Negativity around China balanced by OPEC supply cuts and inventory draws.

By Edward Bell

Oil barrels EIA21

Oil markets look to have entered a new trading band, the third time they have been stuck in a range so far this year. Brent futures gained strongly in July, up 14% month/month and their strongest monthly gain since January 2022, as markets came around to understanding that OPEC+ and Saudi Arabia in particular were committed to setting a floor under prices. Since then prices have generally traded sideways: Brent futures hit a peak on August 10 of USD 88/b then pulled lower over the next few weeks to a monthly low of USD 82.33/b on August 23.

Third time a range?

Source: Bloomberg, Emirates NBD Research

The pattern looks roughly similar to what markets experienced in January to mid-March when Brent was stuck between USD 80-88/b and from May until June when prices hovered either side of USD 75/b. On the bullish side, factors keeping a floor under prices appear to be a strong pull lower in visible inventories—US commercial crude stocks have dropped by almost 48m bbl from a year-to-date peak in March—along with OPEC+ extending and deepening their production cuts, amplified by large voluntary cuts from Saudi Arabia.

The barriers to prices pushing higher are a little more imprecise but nevertheless powerful. China’s oil market fundamentals have sent strong signals so far this year—we estimate apparent demand was 21% higher in July compared with the same month in 2022—but the slow-motion unravelling of China’s property sector and potential risks to financial stability that could arise are fueling substantial negative sentiment toward the country. Sluggish or outright contracting industry data—the official manufacturing PMI has been below 50 since April 2023—are compounding the fear that a property crisis could derail China’s near-term economic outlook.

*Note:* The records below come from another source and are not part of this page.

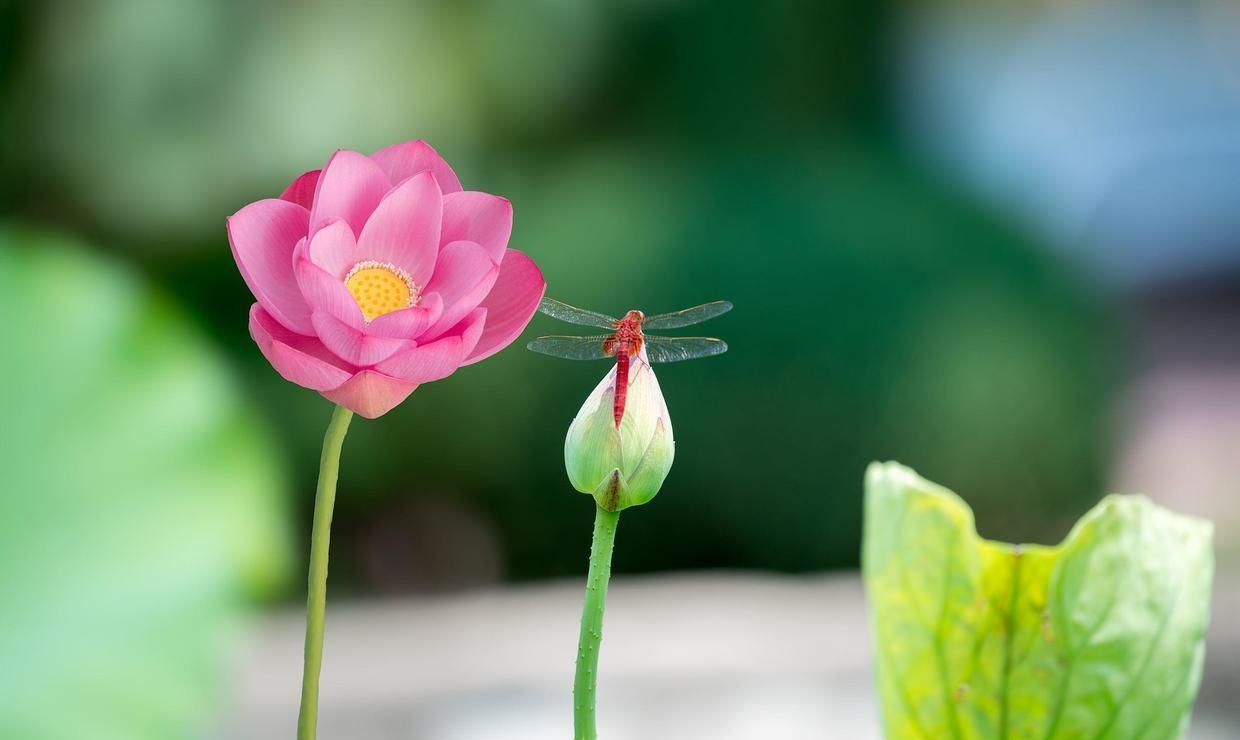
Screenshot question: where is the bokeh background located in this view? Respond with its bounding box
[0,0,1240,740]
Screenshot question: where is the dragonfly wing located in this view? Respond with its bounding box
[538,297,620,328]
[641,301,732,331]
[526,333,611,359]
[646,336,728,362]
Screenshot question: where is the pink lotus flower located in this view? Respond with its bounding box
[228,141,547,419]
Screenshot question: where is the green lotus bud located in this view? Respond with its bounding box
[564,352,676,512]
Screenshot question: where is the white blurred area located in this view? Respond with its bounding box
[218,574,879,740]
[216,574,1240,740]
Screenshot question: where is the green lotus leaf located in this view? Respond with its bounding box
[862,464,1214,740]
[0,226,289,740]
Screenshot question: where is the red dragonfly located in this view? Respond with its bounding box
[527,297,732,429]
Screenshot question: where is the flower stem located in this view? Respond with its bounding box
[573,507,620,740]
[298,407,353,740]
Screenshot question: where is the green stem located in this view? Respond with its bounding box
[298,407,353,740]
[573,507,620,740]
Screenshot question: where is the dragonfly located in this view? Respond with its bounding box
[527,297,732,429]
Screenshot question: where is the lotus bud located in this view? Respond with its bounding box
[564,351,676,512]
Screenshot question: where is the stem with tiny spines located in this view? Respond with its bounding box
[573,506,620,740]
[298,407,353,740]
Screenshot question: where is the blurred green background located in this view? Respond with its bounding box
[9,0,1240,736]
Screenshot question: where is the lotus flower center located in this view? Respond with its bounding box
[345,262,420,321]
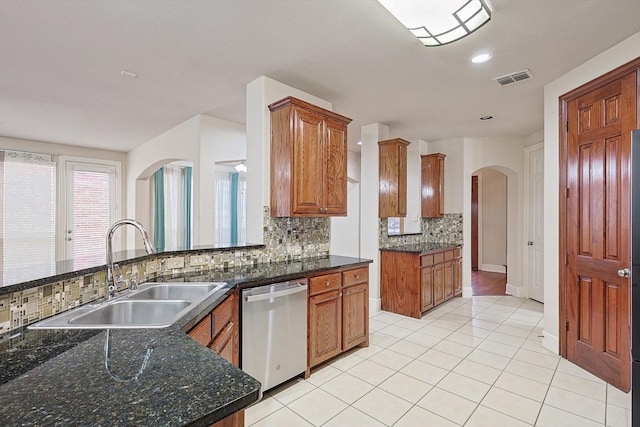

Beyond China, market uncertainty on the trajectory for developed market central bank policy will also lurch risk assets—including commodities—back and forth. We expect the Federal Reserve in the US has brought its hiking cycle to an end and the European Central Bank and Bank of England are not far off either. But with inflation still running hot in some economies and data showing an orderly slowdown in the US, markets will remain on edge that rates could potentially tilt even higher.

In the oil market specifically, Iran expects to increase its oil production to 3.4m b/d by the “end of summer” according to press reports quoting oil minister Javad Owji. Iran is not participating in OPEC+ production targets though US sanctions on Iranian oil exports have kept output levels below Iran’s JPCOA-era levels and its capacity of around 3.8m b/d. Iranian oil production had risen to 3.04m b/d as of July, according to IEA estimates, up from 2.66m b/d in December 2022 and less than 2.5m b/d a year earlier. 

Positioning going sideways

Source: Bloomberg, Emirates NBD Research. Note: managed money net length.

Options markets pricing in both Brent and WTI is also signalling a neutral outlook for spot prices. Risk reversals in both contracts have faded some of the downside risk that they showed during April and are far off the bullish skew displayed at the end of Q1 2022 when Russia began its invasion of Ukraine. Investors seem split on their outlook for Brent vs WTI with net length in Brent futures and options expanding so far in August by 21k contracts as of August 22 while WTI net length has fallen by 30k contracts over the same period. A recent pull higher in US oil production while OPEC+ holds back on output may be behind the split positioning.